Esa estetización —que pretende ser moderna, fresca, inspiradora— termina configurando un modelo de representación que excluye más de lo que incluye y que, sin quererlo, deja en los márgenes a los cuerpos, los gestos y las prácticas que históricamente definieron lo popular.
El problema no es que un dirigente entrene o cuide su salud.
El problema aparece cuando ese cuidado se convierte en eje identitario, en credencial política, en reemplazo de la praxis. Cuando la imagen ocupa el lugar del territorio, cuando el plano sustituye al conflicto, cuando la estética desplaza a la experiencia.
El peronismo nació de una experiencia social profundamente arraigada en el subsuelo de la patria: surgió de la materialidad concreta de la vida popular, no de la producción de imágenes; de los barrios, no de la estética cuidada de un set de filmación; del conflicto social, no de la lógica modulada del algoritmo. Los cuerpos que protagonizaron su origen no estaban definidos por la autorrepresentación, sino por la urgencia de organizarse colectivamente para transformar la realidad.

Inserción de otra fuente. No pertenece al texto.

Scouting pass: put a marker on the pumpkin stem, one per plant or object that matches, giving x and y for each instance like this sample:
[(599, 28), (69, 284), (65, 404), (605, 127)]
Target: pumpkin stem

Por eso, cuando la política empieza a pensarse como una práctica que debe verse bien antes que en modificar las condiciones injustas de la realidad, la militancia se redefine más como performance identitaria y pierde su potencia transformadora.
Y una representación popular que se apoya más en la estética que en la experiencia compartida corre el riesgo de producir un pueblo imaginado, no uno real
La reflexión no apunta a la vida personal de nadie, sino al desplazamiento conceptual que produce esa estética. Cuando la política se piensa desde la forma antes que desde el conflicto, la militancia deja de ser un trabajo colectivo. Y cuando la representación popular se organiza desde parámetros estéticos propios de sectores medios urbanos, la política corre el riesgo de volverse, sin notarlo, antipopular: más preocupada por el modo de verse que por el modo de estar; más cerca del lenguaje aspiracional que del tejido real de los barrios.
La pregunta nunca fue si Evita sería runner.
La pregunta es qué le ocurre a un sector del peronismo cuando empieza a creer que la militancia se modela estéticamente en lugar de formarse políticamente.
Y ahí aparece el problema mayor, una práctica política que se piensa desde la forma antes que desde el conflicto termina alejándose, casi sin notarlo, de la experiencia popular que dice representar.